Potassium is a natural antagonistic to calcium.

Zinc is also to some extant considered a natural calcium antagonist.

Note that many medical professionals argue that calcification by supplementation is a non-issue given that calcium is highly regulated and if over-dosed would only cause transient blood elevations but, many medical professionals are comfortable advising low or no calcium supplementation when there is a history of calcification.

Rare conditions do exist where calcium levels may remain elevated but this occurs only in rare illnesses, in kidney diseases, and in cases where we see extremely high vitamin D intake (e.g. eating polar bear liver or over-dosing cod liver oil).

 

Calcium Uptake

Uptake of calcium can be increased if we have adequate levels vitamin D which works at an intestinal absorption level with the regulatory oversight of parathyroid hormone and calcitonin.  Daily UV sunlight exposure is vital to vitamin D formation.  Vitamin A and vitamin C increase calcium uptake.  The digestive tract needs to have adequate stomach acid, digestive enzymes, and ‘good’ bacteria to absorb calcium optimally.

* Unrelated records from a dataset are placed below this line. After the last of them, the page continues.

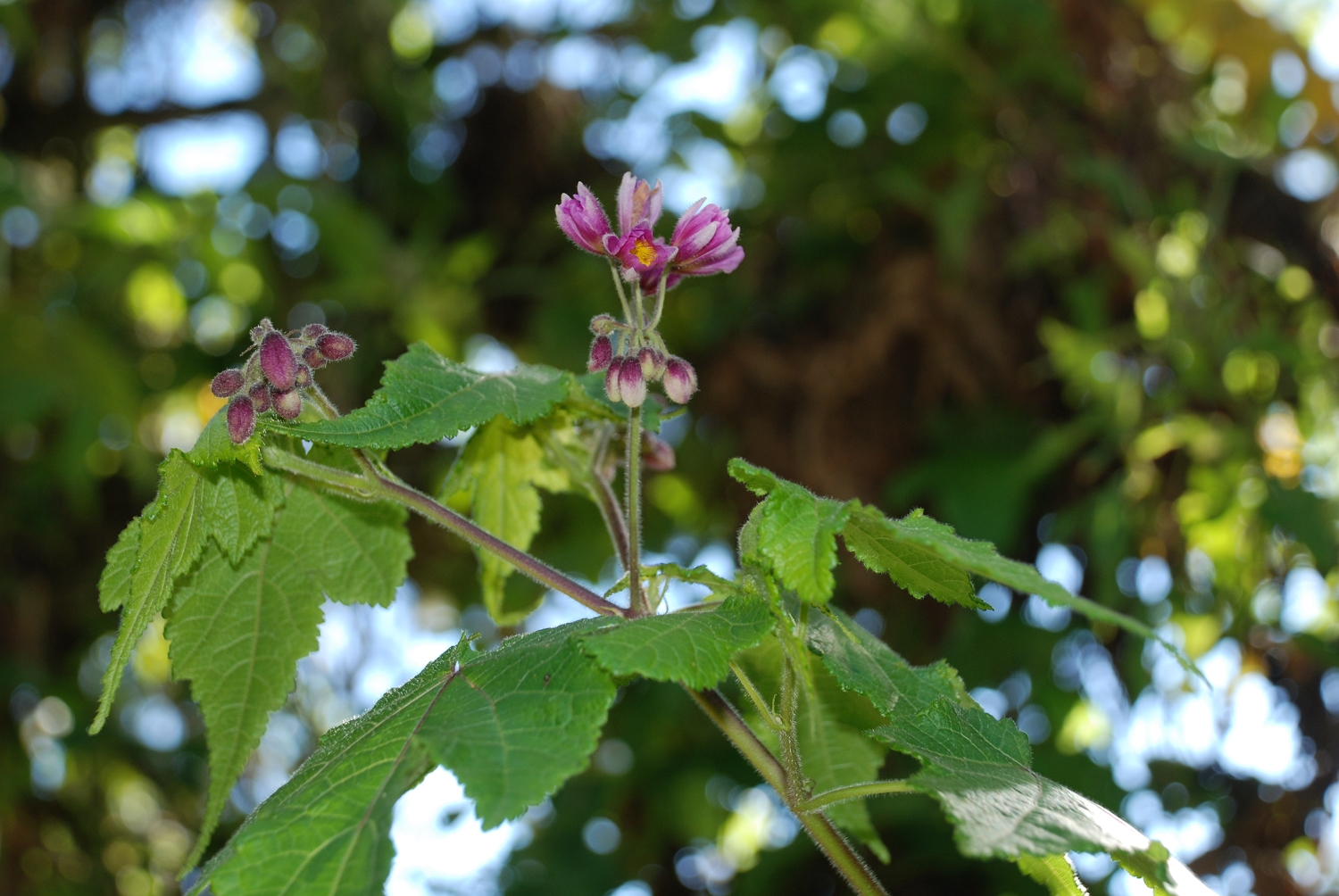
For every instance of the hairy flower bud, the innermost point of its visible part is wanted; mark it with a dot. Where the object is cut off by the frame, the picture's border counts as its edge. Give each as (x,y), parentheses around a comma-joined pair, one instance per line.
(680,380)
(288,404)
(603,324)
(653,363)
(602,353)
(227,383)
(611,379)
(241,419)
(262,396)
(337,345)
(278,361)
(632,385)
(656,454)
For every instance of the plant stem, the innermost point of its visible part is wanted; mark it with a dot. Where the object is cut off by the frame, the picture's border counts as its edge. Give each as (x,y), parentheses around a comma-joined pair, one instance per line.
(828,839)
(854,792)
(637,599)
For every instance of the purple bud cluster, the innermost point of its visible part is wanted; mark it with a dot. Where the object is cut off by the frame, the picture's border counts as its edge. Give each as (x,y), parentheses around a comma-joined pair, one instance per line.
(273,377)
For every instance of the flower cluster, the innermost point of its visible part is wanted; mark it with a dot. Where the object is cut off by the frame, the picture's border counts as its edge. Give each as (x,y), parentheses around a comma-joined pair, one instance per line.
(273,377)
(631,353)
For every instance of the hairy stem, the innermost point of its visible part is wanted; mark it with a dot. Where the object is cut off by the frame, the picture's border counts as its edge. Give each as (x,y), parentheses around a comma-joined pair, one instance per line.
(822,832)
(853,792)
(637,599)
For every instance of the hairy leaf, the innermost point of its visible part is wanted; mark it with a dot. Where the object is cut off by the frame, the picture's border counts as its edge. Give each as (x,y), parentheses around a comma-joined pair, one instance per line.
(875,543)
(797,532)
(498,475)
(1054,872)
(979,767)
(171,534)
(214,446)
(425,398)
(688,647)
(982,559)
(511,724)
(237,631)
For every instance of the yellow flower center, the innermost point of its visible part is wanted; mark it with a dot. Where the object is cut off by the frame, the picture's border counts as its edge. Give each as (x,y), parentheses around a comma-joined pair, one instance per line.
(645,251)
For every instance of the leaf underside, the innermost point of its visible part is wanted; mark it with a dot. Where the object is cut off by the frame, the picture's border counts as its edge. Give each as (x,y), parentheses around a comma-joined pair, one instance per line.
(511,725)
(688,647)
(425,398)
(979,767)
(238,630)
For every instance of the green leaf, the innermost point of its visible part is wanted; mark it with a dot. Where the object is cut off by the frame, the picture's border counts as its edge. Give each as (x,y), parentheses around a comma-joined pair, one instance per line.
(979,767)
(1054,872)
(237,631)
(171,534)
(511,725)
(498,473)
(797,532)
(214,446)
(114,583)
(875,543)
(693,647)
(982,559)
(425,398)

Uptake can be decreased if we have a diet high in:

oxalic acid (e.g. rhubarb, spinach, cocoa, and black tea)

phosphate foods (processed cheese, sausages) or drinks (pop)

phytate foods (cereals, whole grains)

fat.

[Calcium utilization is diminished with diuretic ‘water pills’ which increase calcium excretion.]

 

Sources of Calcium

Calcium is found in most all food products and the list is exhaustive.

Calcium sources include dark leafy greens, watercress, bok choy, broccoli, tofu, okra, snap peas, almonds, fish, and dairy products (okay for those that are not sensitive to dairy).

Whole grains are also a good source of calcium and despite their phytate content, whole grains contain phytase enzymes that during the doughing process free the minerals (calcium, magnesium, zinc, and iron) bound to phytate.